L'Allemand co-dirige le Centre Islam et société de l’université de Fribourg, en duo avec le théologien chrétien Hansjörg Schmid. Rencontre avec un jeune chercheur

Serdar Kurnaz a été imam en Allemagne avant de devenir théologien — © Véronique Botteron
Serdar Kurnaz a été imam en Allemagne avant de devenir théologien — © Véronique Botteron

Au premier abord, une once de timidité transparaît derrière la main tendue et le sourire de Serdar Kurnaz. Mais, à mesure que la discussion se déroule autour de sa quête intellectuelle de l’islam, la nervosité laisse place à une tranquille force de conviction.

À 27 ans, le jeune homme venu d’Allemagne endosse un rôle exposé: le théologien musulman codirige depuis le mois de septembre le Centre Suisse Islam et Société (CSIS) de l’université de Fribourg, aux côtés du théologien du christianisme Hansjörg Schmid.

«Réactualiser le Coran»

Serdar Kurnaz aborde dès cet automne, dans son premier cours, l’analyse des textes du coran, le droit islamique, les paroles des prophètes ou encore l’histoire de l’islam. Avec comme objectif d’instaurer un dialogue «dynamique» sur la tradition.

«Il n’existe pas un seul islam, mais plusieurs interprétations marquées par l’expérience européenne, allemande, ou suisse, de cette religion. Il faut pouvoir réactualiser le Coran, si nécessaire», dit-il.

Le théologien plaide pour une lecture des textes anciens à la lumière des réalités contemporaine. À l’image de ceux qui, après les attentats terroristes de Paris en janvier, appelaient à un éveil des intellectuels musulmans pour contrer les discours fondamentalistes.

Mais l’entrée de l’islam dans le paysage académique ne plaît pas à tout le monde. L’UDC fribourgeoise a déclaré la guerre au CSIS. Elle a remporté une première bataille en récoltant 9000 signatures (davantage que les 6000 nécessaires) pour son initiative cantonale visant à empêcher l’instauration de ce qu’elle appelle une «formation étatique d’imams». Le Grand conseil fribourgeois devrait se prononcer sur la validité de ce texte dès 2016.

Un passé d’imam

«Nous n’avons pas l’intention de former des imams, rectifie Serdar Kurnaz, la voix posée. Les universités n’en ont pas la capacité, tout comme elles ne peuvent former des prêtres. C’est dans la pratique, confronté à la réalité des fidèles, que l’on acquiert ces compétences»

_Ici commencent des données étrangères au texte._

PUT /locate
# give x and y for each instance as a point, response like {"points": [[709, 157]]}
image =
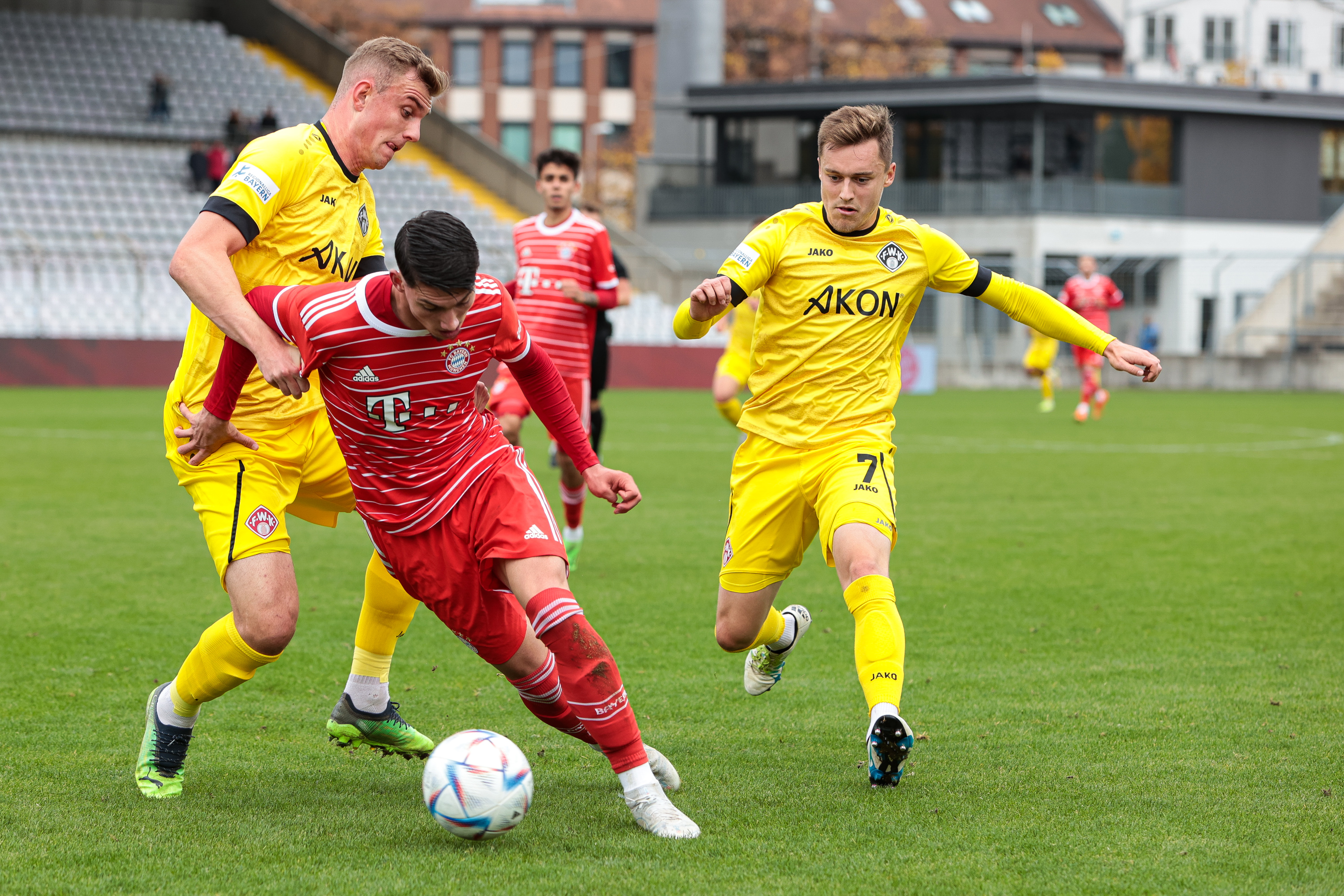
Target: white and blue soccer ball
{"points": [[478, 785]]}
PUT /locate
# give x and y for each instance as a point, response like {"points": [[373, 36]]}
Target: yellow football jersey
{"points": [[307, 221], [740, 338], [835, 310]]}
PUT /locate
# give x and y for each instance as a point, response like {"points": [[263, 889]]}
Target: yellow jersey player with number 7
{"points": [[839, 284]]}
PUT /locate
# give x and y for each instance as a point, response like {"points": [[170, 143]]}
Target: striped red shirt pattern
{"points": [[400, 401], [576, 249]]}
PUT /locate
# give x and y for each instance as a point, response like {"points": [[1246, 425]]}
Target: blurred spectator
{"points": [[159, 86], [236, 131], [217, 164], [1150, 336], [199, 166]]}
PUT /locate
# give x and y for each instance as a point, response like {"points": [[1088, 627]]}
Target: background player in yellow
{"points": [[734, 366], [840, 281], [1039, 362], [295, 209]]}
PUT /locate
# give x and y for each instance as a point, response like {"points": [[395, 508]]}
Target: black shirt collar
{"points": [[855, 233], [336, 155]]}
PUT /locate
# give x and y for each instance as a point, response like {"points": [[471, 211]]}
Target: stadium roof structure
{"points": [[783, 99]]}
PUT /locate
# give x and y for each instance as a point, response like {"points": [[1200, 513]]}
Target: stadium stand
{"points": [[97, 195]]}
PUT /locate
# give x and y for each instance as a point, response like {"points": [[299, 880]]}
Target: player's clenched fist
{"points": [[711, 297], [613, 487]]}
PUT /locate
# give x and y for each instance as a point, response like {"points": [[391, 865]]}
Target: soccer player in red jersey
{"points": [[1092, 296], [449, 504], [565, 275]]}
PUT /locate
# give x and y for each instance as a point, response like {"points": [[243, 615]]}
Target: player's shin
{"points": [[589, 676], [385, 617], [220, 663], [543, 695], [879, 640]]}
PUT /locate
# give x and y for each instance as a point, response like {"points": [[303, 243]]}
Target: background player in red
{"points": [[449, 504], [1092, 296], [565, 275]]}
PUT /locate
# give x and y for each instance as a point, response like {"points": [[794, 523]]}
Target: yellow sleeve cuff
{"points": [[1041, 312], [687, 327]]}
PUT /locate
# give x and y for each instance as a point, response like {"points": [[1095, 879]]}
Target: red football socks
{"points": [[545, 698], [573, 503], [589, 676]]}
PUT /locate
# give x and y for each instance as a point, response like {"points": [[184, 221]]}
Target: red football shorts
{"points": [[507, 398], [1086, 358], [451, 567]]}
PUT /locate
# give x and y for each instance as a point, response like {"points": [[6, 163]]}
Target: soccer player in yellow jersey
{"points": [[295, 209], [730, 373], [1039, 362], [840, 281]]}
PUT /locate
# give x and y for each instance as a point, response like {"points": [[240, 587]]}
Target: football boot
{"points": [[385, 731]]}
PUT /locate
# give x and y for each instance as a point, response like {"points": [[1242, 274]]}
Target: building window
{"points": [[972, 11], [617, 65], [517, 142], [1160, 38], [1218, 41], [467, 64], [1284, 46], [518, 64], [568, 138], [569, 65]]}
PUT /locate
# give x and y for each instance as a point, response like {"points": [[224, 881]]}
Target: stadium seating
{"points": [[97, 197]]}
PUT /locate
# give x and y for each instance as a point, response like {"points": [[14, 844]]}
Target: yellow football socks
{"points": [[879, 638], [771, 632], [383, 618], [220, 663], [732, 410]]}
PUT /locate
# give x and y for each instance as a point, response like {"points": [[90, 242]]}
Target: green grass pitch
{"points": [[1125, 648]]}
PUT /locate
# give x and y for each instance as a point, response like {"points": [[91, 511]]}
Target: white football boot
{"points": [[655, 813], [764, 665]]}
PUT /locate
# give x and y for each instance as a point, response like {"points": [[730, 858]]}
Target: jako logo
{"points": [[867, 303]]}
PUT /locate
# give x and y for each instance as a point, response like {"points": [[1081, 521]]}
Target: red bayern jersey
{"points": [[400, 401], [1093, 297], [576, 249]]}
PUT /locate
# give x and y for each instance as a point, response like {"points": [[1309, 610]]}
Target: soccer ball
{"points": [[478, 785]]}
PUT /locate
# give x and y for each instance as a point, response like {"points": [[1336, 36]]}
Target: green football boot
{"points": [[385, 731], [162, 753]]}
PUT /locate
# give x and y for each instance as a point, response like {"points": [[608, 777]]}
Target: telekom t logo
{"points": [[529, 277], [385, 408]]}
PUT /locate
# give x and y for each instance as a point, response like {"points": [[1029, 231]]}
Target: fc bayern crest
{"points": [[457, 359], [892, 257]]}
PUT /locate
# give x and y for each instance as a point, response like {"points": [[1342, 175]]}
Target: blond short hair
{"points": [[388, 60], [854, 125]]}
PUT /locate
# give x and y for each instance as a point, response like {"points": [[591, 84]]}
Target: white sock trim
{"points": [[168, 714], [791, 628], [367, 694], [638, 777], [879, 711]]}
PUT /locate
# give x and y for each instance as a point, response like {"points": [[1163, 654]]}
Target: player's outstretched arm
{"points": [[202, 269], [709, 302], [1131, 359]]}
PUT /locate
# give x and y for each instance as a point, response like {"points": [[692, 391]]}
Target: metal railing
{"points": [[1019, 197]]}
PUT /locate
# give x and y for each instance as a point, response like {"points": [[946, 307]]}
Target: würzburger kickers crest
{"points": [[892, 257]]}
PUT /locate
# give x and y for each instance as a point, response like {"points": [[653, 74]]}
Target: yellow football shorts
{"points": [[783, 496], [1041, 354], [733, 365], [242, 496]]}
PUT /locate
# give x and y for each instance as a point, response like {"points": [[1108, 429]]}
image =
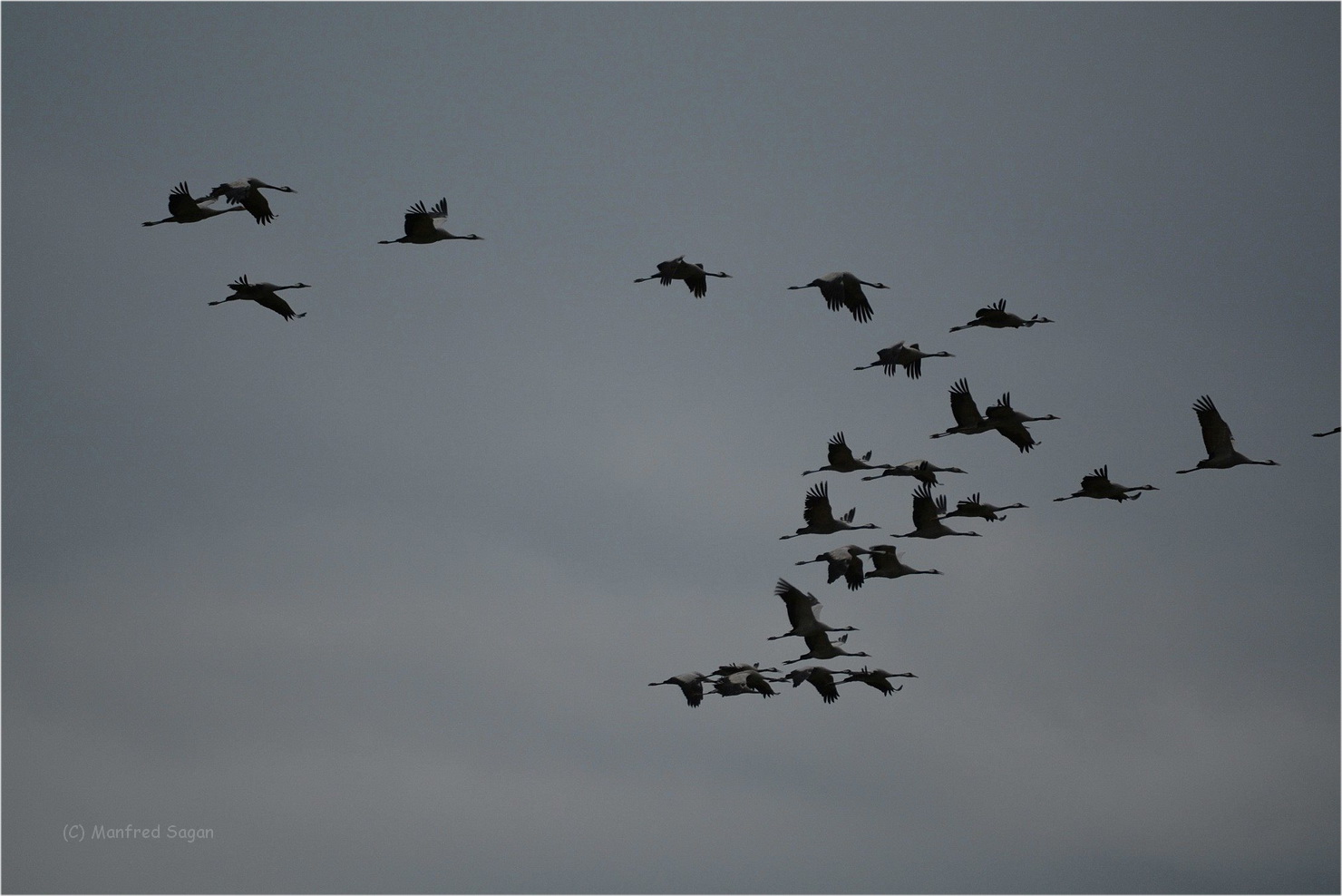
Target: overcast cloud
{"points": [[374, 596]]}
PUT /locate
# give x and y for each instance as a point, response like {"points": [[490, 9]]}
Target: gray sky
{"points": [[374, 594]]}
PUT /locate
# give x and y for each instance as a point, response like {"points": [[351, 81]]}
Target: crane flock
{"points": [[841, 290]]}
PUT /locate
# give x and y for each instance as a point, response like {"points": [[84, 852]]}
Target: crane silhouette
{"points": [[1099, 486], [678, 268], [1218, 440], [184, 209], [265, 296], [422, 226], [843, 290], [997, 317], [928, 512], [802, 613], [903, 355], [841, 461], [819, 517], [248, 193]]}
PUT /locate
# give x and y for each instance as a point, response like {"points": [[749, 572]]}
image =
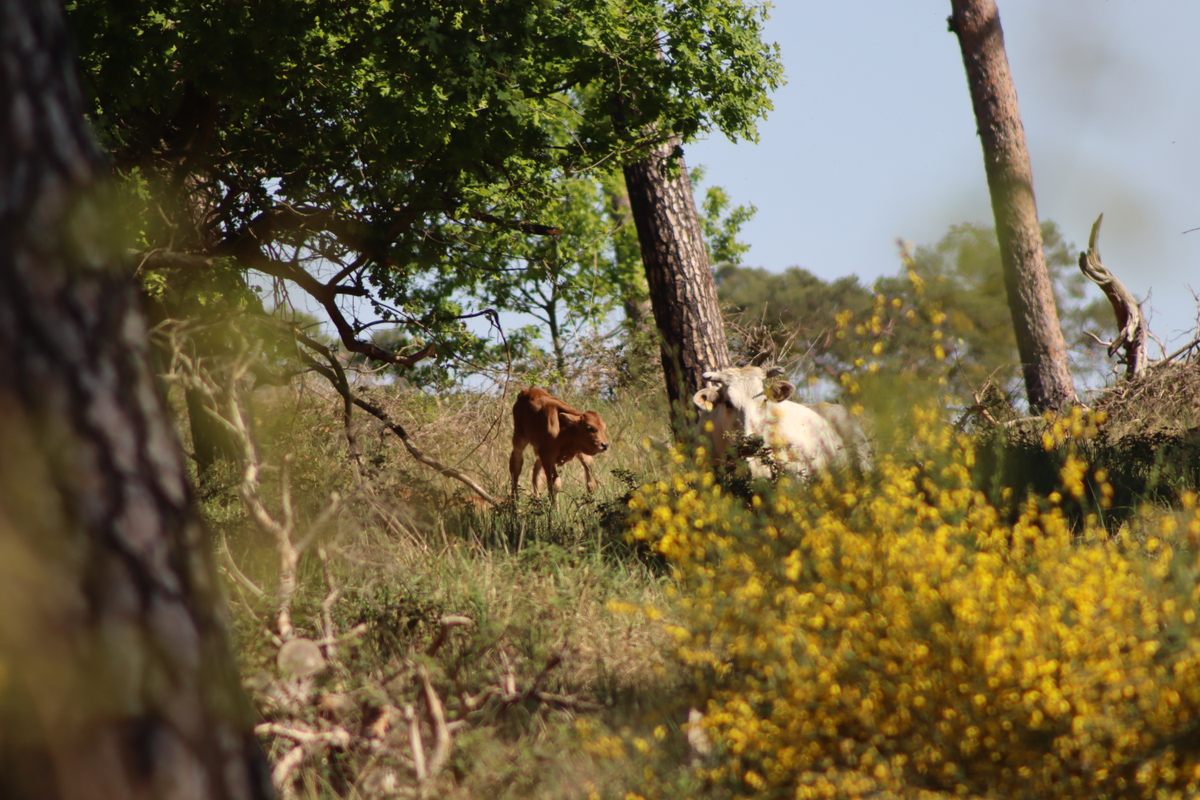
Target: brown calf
{"points": [[558, 433]]}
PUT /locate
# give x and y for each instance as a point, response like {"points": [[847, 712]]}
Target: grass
{"points": [[537, 642], [545, 644]]}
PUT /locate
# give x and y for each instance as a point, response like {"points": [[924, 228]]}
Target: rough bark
{"points": [[1039, 338], [683, 295], [118, 677]]}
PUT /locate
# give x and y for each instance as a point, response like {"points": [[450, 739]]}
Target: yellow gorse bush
{"points": [[906, 636]]}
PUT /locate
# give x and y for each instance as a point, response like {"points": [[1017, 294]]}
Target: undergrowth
{"points": [[984, 615]]}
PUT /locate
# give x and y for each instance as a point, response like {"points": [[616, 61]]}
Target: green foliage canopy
{"points": [[385, 157]]}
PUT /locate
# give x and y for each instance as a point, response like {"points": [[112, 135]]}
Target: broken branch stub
{"points": [[1132, 323]]}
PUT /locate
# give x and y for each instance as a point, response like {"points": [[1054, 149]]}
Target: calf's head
{"points": [[588, 431]]}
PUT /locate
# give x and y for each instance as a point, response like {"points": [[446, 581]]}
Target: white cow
{"points": [[803, 440]]}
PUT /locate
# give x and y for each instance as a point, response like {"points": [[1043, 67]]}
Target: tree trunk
{"points": [[683, 294], [1039, 340], [118, 677]]}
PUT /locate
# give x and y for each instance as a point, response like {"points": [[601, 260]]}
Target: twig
{"points": [[232, 566], [447, 624], [1131, 322], [437, 722], [283, 769], [414, 738], [395, 427], [327, 606]]}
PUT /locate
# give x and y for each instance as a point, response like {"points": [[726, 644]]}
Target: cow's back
{"points": [[805, 441], [534, 420]]}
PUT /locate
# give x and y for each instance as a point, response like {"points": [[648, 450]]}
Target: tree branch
{"points": [[1131, 322]]}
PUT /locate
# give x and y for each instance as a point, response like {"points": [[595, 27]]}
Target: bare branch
{"points": [[1131, 322], [339, 382]]}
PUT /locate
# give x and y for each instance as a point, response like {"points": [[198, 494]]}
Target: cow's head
{"points": [[735, 401], [592, 434]]}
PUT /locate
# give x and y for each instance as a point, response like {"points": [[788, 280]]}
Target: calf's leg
{"points": [[516, 459], [586, 459]]}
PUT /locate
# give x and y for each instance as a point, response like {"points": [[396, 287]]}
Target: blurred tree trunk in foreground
{"points": [[683, 294], [117, 680], [1039, 338]]}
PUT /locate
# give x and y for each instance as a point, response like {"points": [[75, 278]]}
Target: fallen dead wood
{"points": [[333, 372]]}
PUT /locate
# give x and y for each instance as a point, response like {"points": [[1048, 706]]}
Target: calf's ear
{"points": [[706, 397], [780, 391]]}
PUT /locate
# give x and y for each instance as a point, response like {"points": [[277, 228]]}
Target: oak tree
{"points": [[117, 679]]}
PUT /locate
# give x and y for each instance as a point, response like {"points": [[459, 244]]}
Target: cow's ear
{"points": [[706, 397], [780, 391]]}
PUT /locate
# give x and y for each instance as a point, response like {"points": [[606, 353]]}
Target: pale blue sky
{"points": [[874, 138]]}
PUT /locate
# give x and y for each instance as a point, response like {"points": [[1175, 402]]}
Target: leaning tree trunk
{"points": [[683, 294], [118, 680], [1039, 340]]}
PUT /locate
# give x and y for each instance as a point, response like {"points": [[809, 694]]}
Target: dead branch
{"points": [[437, 722], [342, 386], [327, 606], [232, 567], [417, 744], [257, 510], [1131, 322], [448, 623]]}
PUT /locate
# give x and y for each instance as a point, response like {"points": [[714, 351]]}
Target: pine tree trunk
{"points": [[683, 295], [118, 677], [1039, 340]]}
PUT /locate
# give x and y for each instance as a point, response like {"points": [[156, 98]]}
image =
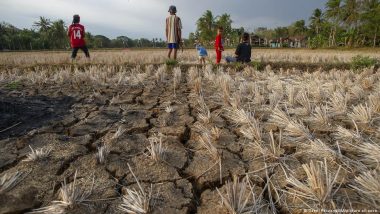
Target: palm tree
{"points": [[43, 24], [58, 32], [316, 20], [225, 21], [299, 27], [351, 17], [371, 18], [334, 13]]}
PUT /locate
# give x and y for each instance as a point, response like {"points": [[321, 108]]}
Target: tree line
{"points": [[47, 35], [349, 23]]}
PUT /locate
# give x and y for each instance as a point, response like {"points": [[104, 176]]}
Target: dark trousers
{"points": [[75, 51]]}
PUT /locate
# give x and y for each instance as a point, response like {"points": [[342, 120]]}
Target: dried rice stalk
{"points": [[368, 186], [10, 180], [319, 189], [280, 118], [38, 154], [240, 198], [320, 119], [338, 104], [204, 113], [361, 114], [137, 201], [297, 132], [101, 155], [156, 150], [69, 196]]}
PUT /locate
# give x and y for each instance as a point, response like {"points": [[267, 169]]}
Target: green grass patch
{"points": [[14, 85], [360, 62]]}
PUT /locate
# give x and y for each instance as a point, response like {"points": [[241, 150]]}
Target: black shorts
{"points": [[75, 51]]}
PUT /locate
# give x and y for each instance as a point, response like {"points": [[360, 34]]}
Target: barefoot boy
{"points": [[202, 53], [219, 45], [173, 31], [76, 33]]}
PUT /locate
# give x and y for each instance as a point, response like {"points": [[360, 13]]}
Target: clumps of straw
{"points": [[250, 126], [161, 74], [38, 154], [137, 201], [156, 149], [342, 133], [239, 197], [9, 180], [177, 74], [169, 109], [101, 155], [338, 104], [70, 195], [320, 119], [319, 188], [361, 114], [204, 113], [368, 186]]}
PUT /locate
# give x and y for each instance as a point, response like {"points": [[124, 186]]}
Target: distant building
{"points": [[288, 42]]}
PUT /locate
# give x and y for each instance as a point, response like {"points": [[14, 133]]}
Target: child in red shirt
{"points": [[218, 45], [76, 33]]}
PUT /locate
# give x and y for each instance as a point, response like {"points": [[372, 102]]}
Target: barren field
{"points": [[126, 133]]}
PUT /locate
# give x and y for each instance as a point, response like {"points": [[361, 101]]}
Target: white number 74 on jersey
{"points": [[77, 34]]}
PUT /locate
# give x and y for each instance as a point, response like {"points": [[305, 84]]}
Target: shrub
{"points": [[359, 62]]}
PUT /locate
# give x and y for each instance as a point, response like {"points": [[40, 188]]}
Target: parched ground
{"points": [[76, 109]]}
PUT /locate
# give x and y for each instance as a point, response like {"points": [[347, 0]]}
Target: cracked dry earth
{"points": [[77, 109], [75, 117]]}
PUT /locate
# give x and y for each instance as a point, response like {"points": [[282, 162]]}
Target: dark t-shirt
{"points": [[243, 52]]}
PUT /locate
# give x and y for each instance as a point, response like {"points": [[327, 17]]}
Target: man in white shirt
{"points": [[173, 31]]}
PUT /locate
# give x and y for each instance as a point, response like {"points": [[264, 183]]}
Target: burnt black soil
{"points": [[19, 115]]}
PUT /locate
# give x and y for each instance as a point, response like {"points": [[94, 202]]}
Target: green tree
{"points": [[371, 19], [300, 28], [58, 32], [43, 25], [351, 17], [316, 20], [333, 13], [225, 21]]}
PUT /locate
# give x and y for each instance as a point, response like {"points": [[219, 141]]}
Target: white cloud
{"points": [[145, 18]]}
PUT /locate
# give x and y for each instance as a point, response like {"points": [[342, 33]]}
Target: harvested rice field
{"points": [[127, 133]]}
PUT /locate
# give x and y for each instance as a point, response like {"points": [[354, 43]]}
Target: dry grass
{"points": [[137, 201], [38, 154], [101, 155], [297, 132], [368, 186], [319, 189], [156, 149], [70, 195], [239, 197], [204, 113], [10, 180], [177, 75], [361, 114]]}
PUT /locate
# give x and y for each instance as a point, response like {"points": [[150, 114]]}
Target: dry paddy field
{"points": [[126, 133]]}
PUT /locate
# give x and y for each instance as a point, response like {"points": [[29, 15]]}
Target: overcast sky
{"points": [[145, 18]]}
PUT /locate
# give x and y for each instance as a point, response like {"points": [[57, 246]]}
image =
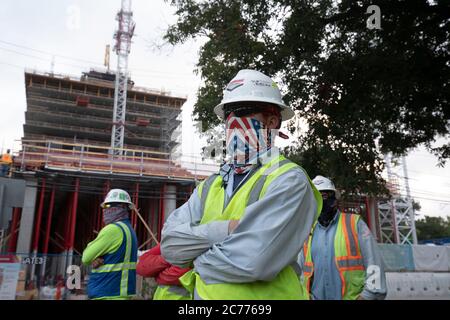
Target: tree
{"points": [[433, 228], [362, 92]]}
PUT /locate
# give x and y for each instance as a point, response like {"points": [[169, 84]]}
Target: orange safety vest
{"points": [[348, 258]]}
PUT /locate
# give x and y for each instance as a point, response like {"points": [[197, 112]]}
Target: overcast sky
{"points": [[74, 34]]}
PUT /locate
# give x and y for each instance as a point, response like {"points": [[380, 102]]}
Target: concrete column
{"points": [[375, 222], [27, 220], [170, 200]]}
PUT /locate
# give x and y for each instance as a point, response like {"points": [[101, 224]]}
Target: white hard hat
{"points": [[324, 184], [117, 195], [252, 85]]}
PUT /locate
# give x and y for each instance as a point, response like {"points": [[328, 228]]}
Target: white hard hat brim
{"points": [[102, 205], [286, 112]]}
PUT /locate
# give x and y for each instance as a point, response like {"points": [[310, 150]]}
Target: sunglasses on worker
{"points": [[110, 205], [246, 110]]}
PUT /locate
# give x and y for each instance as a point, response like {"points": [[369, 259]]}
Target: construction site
{"points": [[89, 133]]}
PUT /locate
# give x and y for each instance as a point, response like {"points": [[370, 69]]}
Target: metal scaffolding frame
{"points": [[397, 218], [122, 47]]}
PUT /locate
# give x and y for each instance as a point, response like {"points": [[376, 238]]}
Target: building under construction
{"points": [[65, 166]]}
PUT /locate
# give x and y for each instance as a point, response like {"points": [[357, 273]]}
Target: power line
{"points": [[49, 53], [166, 74]]}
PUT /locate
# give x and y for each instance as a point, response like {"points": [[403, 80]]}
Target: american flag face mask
{"points": [[246, 139]]}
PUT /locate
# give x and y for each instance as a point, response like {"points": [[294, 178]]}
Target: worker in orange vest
{"points": [[6, 163]]}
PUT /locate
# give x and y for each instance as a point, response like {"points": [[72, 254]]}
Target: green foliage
{"points": [[362, 92], [433, 227]]}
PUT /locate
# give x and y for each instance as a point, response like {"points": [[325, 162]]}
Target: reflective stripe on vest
{"points": [[125, 266], [348, 259], [171, 293], [115, 267], [212, 194]]}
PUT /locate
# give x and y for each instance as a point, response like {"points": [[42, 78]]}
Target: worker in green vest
{"points": [[340, 260], [242, 229]]}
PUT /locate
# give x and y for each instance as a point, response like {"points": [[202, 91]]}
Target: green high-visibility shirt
{"points": [[108, 240]]}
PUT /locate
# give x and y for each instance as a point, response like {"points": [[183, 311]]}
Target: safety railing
{"points": [[91, 158]]}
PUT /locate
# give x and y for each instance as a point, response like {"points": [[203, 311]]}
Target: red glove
{"points": [[171, 275], [151, 263]]}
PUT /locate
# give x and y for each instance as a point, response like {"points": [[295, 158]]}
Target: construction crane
{"points": [[122, 48]]}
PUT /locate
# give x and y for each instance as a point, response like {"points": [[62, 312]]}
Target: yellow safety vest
{"points": [[6, 158], [348, 258], [286, 285]]}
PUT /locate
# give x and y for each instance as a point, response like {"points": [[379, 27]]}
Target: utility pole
{"points": [[412, 215], [122, 48]]}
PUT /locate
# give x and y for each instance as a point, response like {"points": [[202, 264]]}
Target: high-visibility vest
{"points": [[171, 293], [348, 258], [6, 158], [116, 278], [286, 284]]}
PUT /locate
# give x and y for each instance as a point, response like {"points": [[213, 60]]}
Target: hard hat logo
{"points": [[117, 195], [264, 83], [234, 84], [253, 86]]}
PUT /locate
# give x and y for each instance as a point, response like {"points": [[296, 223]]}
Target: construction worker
{"points": [[152, 264], [242, 229], [340, 260], [6, 163], [113, 254]]}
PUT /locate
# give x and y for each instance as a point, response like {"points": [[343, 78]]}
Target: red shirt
{"points": [[152, 264]]}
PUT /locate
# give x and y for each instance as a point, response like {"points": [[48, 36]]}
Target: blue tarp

Il en sait quelque chose, lui qui a été imam, avant de se tourner vers la théologie. Né à Remscheid, vers Köln, en 1988, il a grandi dans une famille turque croyante. Entre l’âge de 7 et 13 ans, il suit un enseignement religieux à la mosquée. Le jeune homme décide plus tard de quitter ses habits de guide spirituel pour se consacrer à l’étude académique de la religion. Il pousse les portes de l’institut d’étude de théologie islamique de la Goethe Université de Francfort, l’un des premiers du genre en Allemagne.

«J’avais envie de savoir ce que dit l’université de ma religion. J’ai réalisé que ce que j’avais appris à la mosquée n’est pas l’unique réponse aux questions que se posent quotidiennement les musulmans en Allemagne. J’ai aussi corrigé de fausses croyances et appris à former ma propre réflexion sur l’islam».

«Les musulmans ont besoin de réponses»

C’est le cœur des affaires du CIS à Fribourg, qui ambitionne de proposer un programme doctoral en études islamo-théologiques. Il vise un public de jeunes musulmans suisses, qui souhaitent se questionner sur l’évolution de l’islam en Suisse. «Les musulmans, comme les juifs ou tout autre croyant d’une religion minoritaire ont besoin de réponses. Ils ne peuvent se baser pour cela sur un texte écrit il y a plus de mille ans», souligne Serdar Kurnaz.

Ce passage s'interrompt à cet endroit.